Below is the introduction to an article that I worked on from August to December 2020. The complete article can be read here: https://www.leonardonicoletti.com/work/deathtoll . This article received an honorable mention from The Pudding as one of their favorite non-commercial visual and data-driven stories of 2020.
The article is an effort to visualize the death toll of policing, that is, it speaks of the people who lose their lives when interacting with the police. It also discusses unsuccessful police reform efforts, and the possibilities offered by police and prison abolition.
The Death Toll of Policing
Visualizing deaths caused by policing in the United States
Data analysis and visualization by Leonardo Nicoletti — Writing by Orlando Nicoletti — Title art by Antoine Balouka
The police is an institution that we have made central to our societies. We invest enormous amounts of money, time, and effort in its daily operation, in its enhancement, and in its reform; we are deeply committed to sustaining it. Yet many of us spend little time thinking about what the police actually do. This is especially true for those of us who are the most privileged, who don't interact with the police unless we want to. De facto, our society is at ease with the police committing various forms of violence — surveillance, arrest, detainment, and even murder — because it is considered legitimate, necessary, integral to our well-being. This soothing illusion has only been able to persist, however, because of a consistent disregard for those on the receiving end of this violence, for the individuals and communities who experience the police not in theory but in practice.

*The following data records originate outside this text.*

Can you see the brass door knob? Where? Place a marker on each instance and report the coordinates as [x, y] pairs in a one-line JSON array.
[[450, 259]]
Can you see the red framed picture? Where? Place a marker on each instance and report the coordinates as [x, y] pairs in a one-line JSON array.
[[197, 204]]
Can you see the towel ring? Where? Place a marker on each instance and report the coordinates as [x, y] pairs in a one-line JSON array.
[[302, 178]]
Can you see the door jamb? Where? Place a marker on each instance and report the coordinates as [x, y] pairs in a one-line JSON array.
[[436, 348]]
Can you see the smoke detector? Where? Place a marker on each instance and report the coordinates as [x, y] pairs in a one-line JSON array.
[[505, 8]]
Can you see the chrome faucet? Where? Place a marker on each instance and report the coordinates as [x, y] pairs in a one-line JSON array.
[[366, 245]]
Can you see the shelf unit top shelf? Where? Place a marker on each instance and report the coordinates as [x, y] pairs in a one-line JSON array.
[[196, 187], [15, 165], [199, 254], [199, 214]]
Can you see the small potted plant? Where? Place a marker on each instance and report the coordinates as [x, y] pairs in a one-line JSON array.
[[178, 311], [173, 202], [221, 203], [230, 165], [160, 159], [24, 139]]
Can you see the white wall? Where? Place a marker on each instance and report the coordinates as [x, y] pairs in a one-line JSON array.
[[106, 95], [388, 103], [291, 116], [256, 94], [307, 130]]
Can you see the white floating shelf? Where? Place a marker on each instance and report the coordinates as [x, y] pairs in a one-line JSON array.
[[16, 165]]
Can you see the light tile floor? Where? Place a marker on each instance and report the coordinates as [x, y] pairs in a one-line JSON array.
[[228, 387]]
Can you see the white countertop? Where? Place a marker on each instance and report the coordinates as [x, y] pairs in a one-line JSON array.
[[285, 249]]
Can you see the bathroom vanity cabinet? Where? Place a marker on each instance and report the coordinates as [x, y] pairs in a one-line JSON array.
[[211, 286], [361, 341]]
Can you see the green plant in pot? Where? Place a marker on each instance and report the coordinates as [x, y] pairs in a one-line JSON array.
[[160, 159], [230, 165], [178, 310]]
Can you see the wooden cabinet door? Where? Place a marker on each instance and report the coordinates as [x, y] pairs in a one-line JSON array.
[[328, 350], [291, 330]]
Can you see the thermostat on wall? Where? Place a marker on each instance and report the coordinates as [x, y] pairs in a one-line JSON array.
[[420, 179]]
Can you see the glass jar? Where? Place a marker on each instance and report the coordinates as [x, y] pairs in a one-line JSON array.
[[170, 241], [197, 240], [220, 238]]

For as long as police have existed, those who are policed have denounced the harassment, humiliation, and abuse perpetrated by law enforcement, as well as the destructive long-term impacts of policing on people and communities. It has been easy to ignore these voices because the most policed are often the most marginalized, and also because victims of the police are made illegitimate by design: since the police only inflict violence on those who deserve it, to be violated by police makes one both deserving of violence and undeserving of a voice, et voilà.
Yet our failure to reckon with the reality of policing is also caused by the systematic opacity of police departments. In the U.S., there is no concerted governmental effort to keep track of acts of violence committed by police. This lack of data is especially disturbing when it comes to civilian deaths caused by police. The Las Vegas Review-Journal writes, "The nation’s leading law enforcement agency [FBI] collects vast amounts of information on crime nationwide, but missing from this clearinghouse are statistics on where, how often, and under what circumstances police use deadly force. In fact, no one anywhere comprehensively tracks the most significant act police can do in the line of duty: take a life.”
To address this situation, journalist and researcher D. Brian Burghart undertook the project of compiling all civilian deaths caused by police in the United States, from Jan. 1st 2000 to today. This dataset, which is freely available on his website fatalencounters.org, is the only comprehensive record of the deaths caused by policing in the United States. This includes “all deaths that happen when police are present or that are caused by police: on-duty, off-duty, criminal, line-of-duty, local, federal, intentional, accidental – all of them.” To be sure, this data consists of more than the murders committed by police officers; it also speaks of the people who die from the consequences of an arrest, those who die during a pursuit or firefight, or those who take their lives during a standoff with the police. All of these lives constitute the death toll of policing, that is, the lives lost because of the presence and operation of the police. Burghart writes, "If this dataset falls short of your expectations in any way, contact your representatives. Local, state and federal agencies don’t require collection of complete data regarding the numbers and characteristics of people their employees kill because they don’t want citizens to have access to transparent and verifiable data. The State’s reasons for this are more opaque.”
In an effort to visualize the death toll of policing in the United States and to explore some of the dynamics that underlie this phenomenon, we draw on data from Fatal Encounters and put it in conversation with information about the governance of the places where these deaths occur.